7 - The Year We Fell Down, by Sarina Bowen: C+
review coming soon

New Adult. The heroine is a hockey player who suffered a spinal injury right before heading off to university. The hero is also a hockey player, recovering from a broken leg. They bond, but he has a girlfriend. I liked some aspects of it (e.g. the heroine's portrayal is focused on what she can do, rather than what she can't), but the romance didn't quite work for me.


8 - Love in the Afternoon, by Alison Packard: C+
review coming soon

Romance between an actor and actress in a daytime soap.
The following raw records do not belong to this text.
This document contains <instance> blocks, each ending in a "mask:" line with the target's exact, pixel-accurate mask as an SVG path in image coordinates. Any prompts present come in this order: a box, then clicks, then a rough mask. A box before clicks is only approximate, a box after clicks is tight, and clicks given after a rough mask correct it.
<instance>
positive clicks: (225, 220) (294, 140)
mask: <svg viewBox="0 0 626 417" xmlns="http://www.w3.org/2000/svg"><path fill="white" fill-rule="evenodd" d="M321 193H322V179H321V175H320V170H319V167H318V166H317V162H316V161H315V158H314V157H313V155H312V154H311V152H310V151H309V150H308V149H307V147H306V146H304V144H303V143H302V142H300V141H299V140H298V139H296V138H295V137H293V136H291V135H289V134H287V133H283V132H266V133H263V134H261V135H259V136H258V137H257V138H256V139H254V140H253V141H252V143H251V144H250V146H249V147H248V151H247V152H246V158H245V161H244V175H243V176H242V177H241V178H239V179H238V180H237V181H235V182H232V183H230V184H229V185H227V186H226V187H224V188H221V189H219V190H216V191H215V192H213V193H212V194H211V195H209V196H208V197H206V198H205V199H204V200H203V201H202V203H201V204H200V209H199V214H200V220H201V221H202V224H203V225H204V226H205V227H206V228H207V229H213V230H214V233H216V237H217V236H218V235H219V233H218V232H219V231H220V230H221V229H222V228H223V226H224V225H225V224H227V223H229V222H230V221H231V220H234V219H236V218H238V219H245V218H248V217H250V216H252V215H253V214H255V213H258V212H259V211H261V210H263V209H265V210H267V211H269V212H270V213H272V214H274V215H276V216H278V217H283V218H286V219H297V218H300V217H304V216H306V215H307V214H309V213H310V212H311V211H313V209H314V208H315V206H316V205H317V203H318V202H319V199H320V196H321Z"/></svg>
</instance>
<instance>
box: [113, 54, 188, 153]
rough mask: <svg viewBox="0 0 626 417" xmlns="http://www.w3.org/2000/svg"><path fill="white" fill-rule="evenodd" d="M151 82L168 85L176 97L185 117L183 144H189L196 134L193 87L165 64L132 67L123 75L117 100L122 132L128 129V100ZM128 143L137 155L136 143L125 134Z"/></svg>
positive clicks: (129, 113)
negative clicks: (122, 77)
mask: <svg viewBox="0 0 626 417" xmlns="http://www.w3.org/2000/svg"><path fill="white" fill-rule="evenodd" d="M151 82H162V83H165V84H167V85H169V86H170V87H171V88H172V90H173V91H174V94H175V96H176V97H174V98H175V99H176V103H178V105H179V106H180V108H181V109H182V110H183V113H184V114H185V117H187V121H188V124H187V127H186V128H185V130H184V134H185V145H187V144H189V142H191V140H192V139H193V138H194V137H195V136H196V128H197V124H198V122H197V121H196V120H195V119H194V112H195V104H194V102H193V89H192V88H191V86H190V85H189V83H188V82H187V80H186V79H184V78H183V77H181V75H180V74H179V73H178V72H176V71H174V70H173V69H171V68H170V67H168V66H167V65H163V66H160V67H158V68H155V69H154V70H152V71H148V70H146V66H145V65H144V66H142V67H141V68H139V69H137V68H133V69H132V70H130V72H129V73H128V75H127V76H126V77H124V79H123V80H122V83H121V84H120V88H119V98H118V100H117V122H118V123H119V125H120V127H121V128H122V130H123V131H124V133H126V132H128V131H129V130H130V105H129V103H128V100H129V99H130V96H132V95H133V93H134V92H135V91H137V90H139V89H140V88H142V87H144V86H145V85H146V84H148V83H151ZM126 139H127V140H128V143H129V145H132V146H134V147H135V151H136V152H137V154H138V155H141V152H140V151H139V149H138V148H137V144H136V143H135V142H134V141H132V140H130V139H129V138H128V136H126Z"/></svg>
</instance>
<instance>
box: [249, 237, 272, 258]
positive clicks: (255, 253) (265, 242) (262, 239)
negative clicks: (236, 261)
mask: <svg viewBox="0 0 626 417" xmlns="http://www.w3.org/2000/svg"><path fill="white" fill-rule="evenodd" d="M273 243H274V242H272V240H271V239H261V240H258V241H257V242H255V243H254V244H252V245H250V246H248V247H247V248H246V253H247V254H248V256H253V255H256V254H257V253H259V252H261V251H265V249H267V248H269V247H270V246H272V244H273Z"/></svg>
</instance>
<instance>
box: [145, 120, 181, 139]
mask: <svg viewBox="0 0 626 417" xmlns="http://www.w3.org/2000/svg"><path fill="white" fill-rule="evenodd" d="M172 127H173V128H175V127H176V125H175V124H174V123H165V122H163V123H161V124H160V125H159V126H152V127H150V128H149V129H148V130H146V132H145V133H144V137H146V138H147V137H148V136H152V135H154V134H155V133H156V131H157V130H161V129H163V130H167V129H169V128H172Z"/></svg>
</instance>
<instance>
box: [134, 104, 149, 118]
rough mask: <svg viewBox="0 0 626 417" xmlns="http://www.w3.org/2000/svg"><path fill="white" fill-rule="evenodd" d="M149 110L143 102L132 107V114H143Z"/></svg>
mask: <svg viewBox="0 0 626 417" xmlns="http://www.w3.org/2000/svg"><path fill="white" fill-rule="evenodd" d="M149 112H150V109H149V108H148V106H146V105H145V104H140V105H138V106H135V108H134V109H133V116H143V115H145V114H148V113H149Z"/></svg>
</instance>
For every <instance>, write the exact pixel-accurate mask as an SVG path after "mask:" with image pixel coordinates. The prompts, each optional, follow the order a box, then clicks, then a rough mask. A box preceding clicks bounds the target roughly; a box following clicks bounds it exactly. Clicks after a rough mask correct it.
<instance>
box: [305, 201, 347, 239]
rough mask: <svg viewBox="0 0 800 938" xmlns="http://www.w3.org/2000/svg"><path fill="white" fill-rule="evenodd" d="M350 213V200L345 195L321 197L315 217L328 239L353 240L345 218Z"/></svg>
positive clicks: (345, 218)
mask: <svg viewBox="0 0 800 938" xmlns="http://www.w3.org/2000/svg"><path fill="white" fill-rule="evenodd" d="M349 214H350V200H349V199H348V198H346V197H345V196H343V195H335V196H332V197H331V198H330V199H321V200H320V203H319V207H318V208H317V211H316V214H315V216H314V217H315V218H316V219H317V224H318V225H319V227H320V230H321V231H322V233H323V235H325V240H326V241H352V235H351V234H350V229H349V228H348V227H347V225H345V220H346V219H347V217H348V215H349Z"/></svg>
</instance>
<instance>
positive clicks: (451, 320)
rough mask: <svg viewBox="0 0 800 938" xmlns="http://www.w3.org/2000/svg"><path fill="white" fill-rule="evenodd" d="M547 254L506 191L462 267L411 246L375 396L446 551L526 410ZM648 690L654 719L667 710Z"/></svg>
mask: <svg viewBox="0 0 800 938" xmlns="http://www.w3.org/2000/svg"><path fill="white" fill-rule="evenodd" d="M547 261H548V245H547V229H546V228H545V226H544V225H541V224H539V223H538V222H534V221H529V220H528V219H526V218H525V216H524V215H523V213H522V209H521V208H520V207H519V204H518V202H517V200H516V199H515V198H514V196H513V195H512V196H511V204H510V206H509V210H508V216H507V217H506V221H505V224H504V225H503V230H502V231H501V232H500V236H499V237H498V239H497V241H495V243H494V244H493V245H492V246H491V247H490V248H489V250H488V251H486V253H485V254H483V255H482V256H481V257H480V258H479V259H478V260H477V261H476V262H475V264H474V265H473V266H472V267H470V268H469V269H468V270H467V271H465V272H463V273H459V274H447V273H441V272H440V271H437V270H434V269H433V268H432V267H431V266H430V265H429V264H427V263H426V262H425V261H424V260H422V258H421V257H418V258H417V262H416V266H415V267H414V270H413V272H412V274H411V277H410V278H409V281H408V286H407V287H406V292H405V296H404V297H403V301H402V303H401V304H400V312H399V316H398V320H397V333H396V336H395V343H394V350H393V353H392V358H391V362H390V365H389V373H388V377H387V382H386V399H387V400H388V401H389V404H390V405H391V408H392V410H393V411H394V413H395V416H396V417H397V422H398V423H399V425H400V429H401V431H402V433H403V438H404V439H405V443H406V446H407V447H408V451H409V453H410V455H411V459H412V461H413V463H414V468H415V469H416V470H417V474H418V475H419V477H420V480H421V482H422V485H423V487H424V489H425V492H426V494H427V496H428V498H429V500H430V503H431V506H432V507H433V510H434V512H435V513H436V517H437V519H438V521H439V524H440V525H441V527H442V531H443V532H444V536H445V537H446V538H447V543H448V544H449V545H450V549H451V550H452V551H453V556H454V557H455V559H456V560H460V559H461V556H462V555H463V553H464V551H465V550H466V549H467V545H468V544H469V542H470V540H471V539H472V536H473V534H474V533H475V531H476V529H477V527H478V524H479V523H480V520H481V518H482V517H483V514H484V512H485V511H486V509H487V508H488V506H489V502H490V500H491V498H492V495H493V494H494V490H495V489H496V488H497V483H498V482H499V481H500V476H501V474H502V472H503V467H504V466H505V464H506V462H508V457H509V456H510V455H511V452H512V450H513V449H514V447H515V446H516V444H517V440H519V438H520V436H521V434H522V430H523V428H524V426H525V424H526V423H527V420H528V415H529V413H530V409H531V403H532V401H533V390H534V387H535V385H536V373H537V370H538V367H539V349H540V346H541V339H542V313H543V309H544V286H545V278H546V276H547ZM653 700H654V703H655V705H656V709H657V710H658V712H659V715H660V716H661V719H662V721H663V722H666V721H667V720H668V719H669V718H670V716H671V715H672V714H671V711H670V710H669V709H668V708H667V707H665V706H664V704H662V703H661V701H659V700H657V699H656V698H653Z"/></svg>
Same verdict as the book above: it shows promise, and I'll be trying another by this author, but I had loads of issues. The conflict was a bit lame, and the stalker plot was half-baked.


9 - Murder in the Marais, by Cara Black: DNF
review here

Mystery set in Paris. A bit too preposterous for my tastes, with a heroine who hides evidence from the police for no good reason.


10 - J, by Howard Jacobson: DNF
review here

Read only because it was on the Man Booker shortlist. There are some really interesting ideas here, but the characters don't feel real.


11 - Brothers in Arms, by Lois McMaster Bujold: still reading
review coming soon

On the run from the Cetagandans, Miles washes up on Earth, where he has to contend with a Komarran ImpSec officer (who is technically his superior) and a missing payroll. I'm enjoying this one very much.


12 - Into the Blue, by Robert Goddard: still listening
review coming soon

Audiobook. Our protagonist gets involved in the disappearance of a guest at the house he's taking care of, and decides to solve the mystery. I really didn't like the first Goddard I read, but he came so well recommended that I decided to try another one. This one's more to my taste, less soap opera-ish. A bit too long, though. It feels like it takes forever to get anywhere.


13 - The Double Cross, by Carla Kelly: still reading
review coming soon

Western romance set in 1780s New Mexico. I'm liking it well enough, although it occassionally goes a bit too twee for my tastes.